In December 2002 Hanson and McGee filed separate petitions for a harassment restraining order. The district court issued temporary restraining orders and scheduled a consolidated hearing. After the hearing, the court issued permanent harassment restraining orders, prohibiting Browning from having contact with Hanson and McGee and with their families.
At the hearing, Hanson testified that, shortly after she started working with Browning in September 2002, he indicated that he was interested in her romantically and wanted to marry her. Browning called her or visited her at home or at work daily, touched her inappropriately, wrote her poems, and bought her gifts. Initially, Hanson did not complain and, apparently, reciprocated Browning’s feelings. By the end of October, however, Hanson told Browning not to touch her or talk to her inappropriately. Browning started crying and threatened to resign. Allegedly to avoid hurting him, Hanson told Browning that she loved him. Browning’s inappropriate behavior subsequently intensified. According to Hanson, “he just never left [me] alone.”
The first week in December, Hanson let Browning know that she was “withdrawing from him.” But because she believed she had hurt him, Hanson called Browning the next morning to see how he was doing. Undeterred, Browning continued to visit the Hansons until December 11, when Hanson filed the petition at issue in this case.
Kirsten McGee testified that over the course of five or six massages, Browning touched her inappropriately and said that he wanted her and could watch her all day. Things escalated after each massage and McGee testified that she became increasingly uncomfortable. During a massage in early November, McGee claims that Browning ejaculated and stained McGee’s sheets. McGee testified that she was adversely affected by this conduct, but she said nothing to Browning about it. Although at his last massage McGee asked Browning to keep his arms on the table, she never told him that she was uncomfortable with any of his behavior.
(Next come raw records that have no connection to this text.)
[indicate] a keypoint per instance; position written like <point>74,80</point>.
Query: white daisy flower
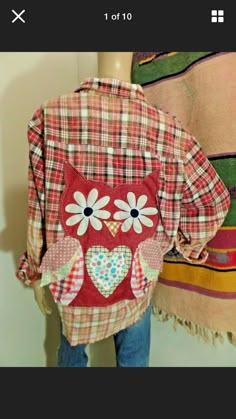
<point>87,211</point>
<point>134,213</point>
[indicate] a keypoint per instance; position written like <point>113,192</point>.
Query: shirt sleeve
<point>29,263</point>
<point>205,204</point>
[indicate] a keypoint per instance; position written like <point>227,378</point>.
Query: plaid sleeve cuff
<point>24,272</point>
<point>192,252</point>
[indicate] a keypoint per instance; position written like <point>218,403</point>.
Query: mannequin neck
<point>116,65</point>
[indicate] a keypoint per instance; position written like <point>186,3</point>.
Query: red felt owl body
<point>108,253</point>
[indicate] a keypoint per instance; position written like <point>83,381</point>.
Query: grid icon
<point>217,16</point>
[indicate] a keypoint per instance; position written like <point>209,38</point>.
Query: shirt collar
<point>113,87</point>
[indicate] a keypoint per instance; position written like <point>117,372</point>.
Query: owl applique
<point>107,253</point>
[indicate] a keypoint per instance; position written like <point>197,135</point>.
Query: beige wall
<point>27,338</point>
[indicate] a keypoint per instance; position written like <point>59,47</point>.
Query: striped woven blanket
<point>199,89</point>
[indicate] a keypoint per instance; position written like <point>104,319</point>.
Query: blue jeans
<point>132,346</point>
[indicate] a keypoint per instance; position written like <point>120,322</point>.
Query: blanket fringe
<point>202,333</point>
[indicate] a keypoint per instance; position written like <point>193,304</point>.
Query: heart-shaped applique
<point>108,268</point>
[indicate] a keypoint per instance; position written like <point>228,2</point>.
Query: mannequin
<point>116,65</point>
<point>106,289</point>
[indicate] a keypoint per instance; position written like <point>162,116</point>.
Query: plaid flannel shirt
<point>114,118</point>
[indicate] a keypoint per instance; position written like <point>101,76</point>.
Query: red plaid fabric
<point>110,133</point>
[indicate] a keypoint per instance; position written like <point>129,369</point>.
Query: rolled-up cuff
<point>25,273</point>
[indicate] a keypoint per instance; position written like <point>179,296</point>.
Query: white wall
<point>27,338</point>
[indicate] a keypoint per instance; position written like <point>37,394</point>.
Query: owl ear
<point>70,173</point>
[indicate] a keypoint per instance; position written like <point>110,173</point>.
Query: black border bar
<point>91,26</point>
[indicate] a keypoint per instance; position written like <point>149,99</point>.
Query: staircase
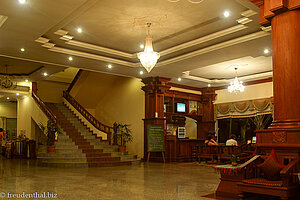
<point>78,146</point>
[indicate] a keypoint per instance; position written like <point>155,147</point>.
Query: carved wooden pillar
<point>154,89</point>
<point>284,16</point>
<point>34,87</point>
<point>207,124</point>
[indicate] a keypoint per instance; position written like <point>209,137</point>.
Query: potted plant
<point>50,130</point>
<point>123,135</point>
<point>235,158</point>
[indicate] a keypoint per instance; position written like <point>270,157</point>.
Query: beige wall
<point>258,91</point>
<point>28,110</point>
<point>8,109</point>
<point>114,99</point>
<point>50,91</point>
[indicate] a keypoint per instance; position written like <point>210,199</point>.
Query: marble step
<point>63,164</point>
<point>63,159</point>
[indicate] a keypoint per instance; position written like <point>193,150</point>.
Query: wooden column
<point>284,17</point>
<point>154,89</point>
<point>207,124</point>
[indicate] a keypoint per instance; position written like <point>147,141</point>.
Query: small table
<point>230,177</point>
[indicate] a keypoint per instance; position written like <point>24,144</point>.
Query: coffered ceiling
<point>196,41</point>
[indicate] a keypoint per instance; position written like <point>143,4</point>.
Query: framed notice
<point>156,138</point>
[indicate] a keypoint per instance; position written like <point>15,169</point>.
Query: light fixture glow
<point>236,85</point>
<point>148,57</point>
<point>22,1</point>
<point>79,30</point>
<point>226,13</point>
<point>266,51</point>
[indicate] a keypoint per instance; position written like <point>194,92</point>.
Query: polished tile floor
<point>151,181</point>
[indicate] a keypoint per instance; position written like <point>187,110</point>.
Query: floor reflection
<point>144,181</point>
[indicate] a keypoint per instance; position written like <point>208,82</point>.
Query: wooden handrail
<point>44,108</point>
<point>104,128</point>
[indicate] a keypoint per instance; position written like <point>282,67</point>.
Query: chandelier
<point>148,57</point>
<point>6,82</point>
<point>236,85</point>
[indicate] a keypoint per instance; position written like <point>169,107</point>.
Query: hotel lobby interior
<point>147,99</point>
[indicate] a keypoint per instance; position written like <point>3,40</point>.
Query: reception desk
<point>180,150</point>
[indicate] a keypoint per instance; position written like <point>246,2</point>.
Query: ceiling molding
<point>51,47</point>
<point>248,13</point>
<point>92,56</point>
<point>203,39</point>
<point>244,20</point>
<point>36,61</point>
<point>218,46</point>
<point>99,48</point>
<point>185,45</point>
<point>266,80</point>
<point>2,19</point>
<point>187,75</point>
<point>266,28</point>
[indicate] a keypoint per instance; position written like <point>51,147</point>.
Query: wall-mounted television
<point>180,107</point>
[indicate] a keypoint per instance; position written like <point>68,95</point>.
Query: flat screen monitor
<point>254,139</point>
<point>180,107</point>
<point>181,132</point>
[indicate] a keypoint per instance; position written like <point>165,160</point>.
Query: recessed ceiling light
<point>226,13</point>
<point>79,30</point>
<point>22,1</point>
<point>266,51</point>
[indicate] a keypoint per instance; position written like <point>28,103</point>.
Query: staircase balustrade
<point>44,108</point>
<point>104,128</point>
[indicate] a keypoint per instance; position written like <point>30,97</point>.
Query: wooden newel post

Nor did she ask him not to come back. On the contrary, McGee continued to schedule massages for Browning. McGee admitted that Browning never called or visited her outside of work and that he had no interaction with her husband or children.
Browning testified that Hanson initiated the advances and came to him with her feelings for him. He denied touching Hanson inappropriately or visiting her daily at home or at work. He also stated that he was nervous about Hanson’s behavior and tried distancing himself from her inconspicuously to avoid hurting her feelings. Browning claimed that he visited the Hansons’ home once every ten days, often by invitation or to pick up his children. He also noted that he went to the car dealership where Hanson worked once or twice a week, usually at Hanson’s request or to visit with other employees.
In response to McGee’s testimony, Browning denied behaving inappropriately during massages and claimed that he touched McGee only when she bumped into him in the narrow massage booth. Browning appealed both restraining orders and this court consolidated the appeals.
D E C I S I O N
This court uses an abuse-of-discretion standard to review a harassment restraining order issued under Minn. Stat. § 609.748 (2002). Witchell v. Witchell, 606 N.W.2d 730, 731-32 (Minn. App. 2000). We give due regard to the district court’s opportunity to judge the credibility of witnesses and will not set aside findings of fact unless clearly erroneous. Minn. R. Civ. P. 52.01; Davidson v. Webb, 535 N.W.2d 822, 824 (Minn. App. 1995).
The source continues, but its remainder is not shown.